# Soreen Malt Loaf - Is it any good for you?



## cudsyaj

As per title.

I'm bulking at the moment and a loaf tastes good.

Has very little fat, sugar seems to come from syrup and 15% raisins which is ok I think.

800kcals in a loaf


----------



## Mish

IIFYM. The sugar is only going to affect body composition, but only if you let it.

Go on Doreen, have your Soreen


----------



## Mingster

I have a couple of slices as a pre workout meal.


----------



## TELBOR

Mingster said:


> I have a couple of slices as a pre workout meal.


This ^^^

I do exactly the same lol.

Probably only once week, but I'll have a loaf during the week


----------



## mal

nice with spread on it,its cheap in aldis sometimes 2 for 1 offer.


----------



## TELBOR

mal said:


> nice with spread on it,its cheap in aldis sometimes 2 for 1 offer.


Exactly! 2 for £1 in aldi 

Great with PB on it!


----------



## Mighty Sparrow

Depends if you plaster it in butter or not!?


----------



## cudsyaj

Mighty Sparrow said:


> Depends if you plaster it in butter or not!?


I just ate the whole loaf plain in 4 chunks over the course of the day... including one pre-workout.


----------



## Mighty Sparrow

cudsyaj said:


> I just ate the whole loaf plain in 4 chunks over the course of the day... including one pre-workout.


In just 4 chunks!! Thats some serious chewing!!!


----------



## cudsyaj

Mighty Sparrow said:


> In just 4 chunks!! Thats some serious chewing!!!
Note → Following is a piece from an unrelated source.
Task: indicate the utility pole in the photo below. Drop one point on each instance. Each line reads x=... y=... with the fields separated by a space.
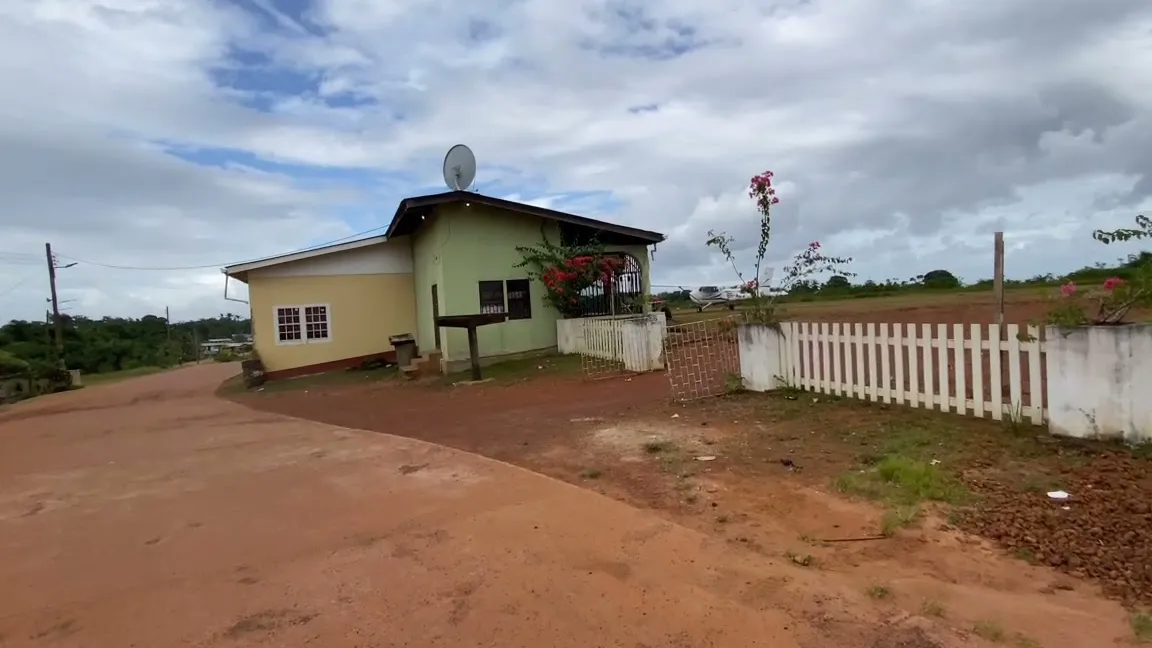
x=55 y=304
x=998 y=277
Lol, only pussies chew, I swallow that sh!t whole


----------



## mac1969

Stuff is amazing spread with no fat greek yoghurt and slice banana on top :thumb:


----------



## madmuscles

I'm still waiting for Adam Richman from Man Vs Food, to cut one open, fill with 10 different kinds of cheese, dip in batter, deep fry it and then serve it with some Slaw and a lb of fries, lol


----------



## Shaun84

It's awesome with a slice if extra mature cheddar on top


----------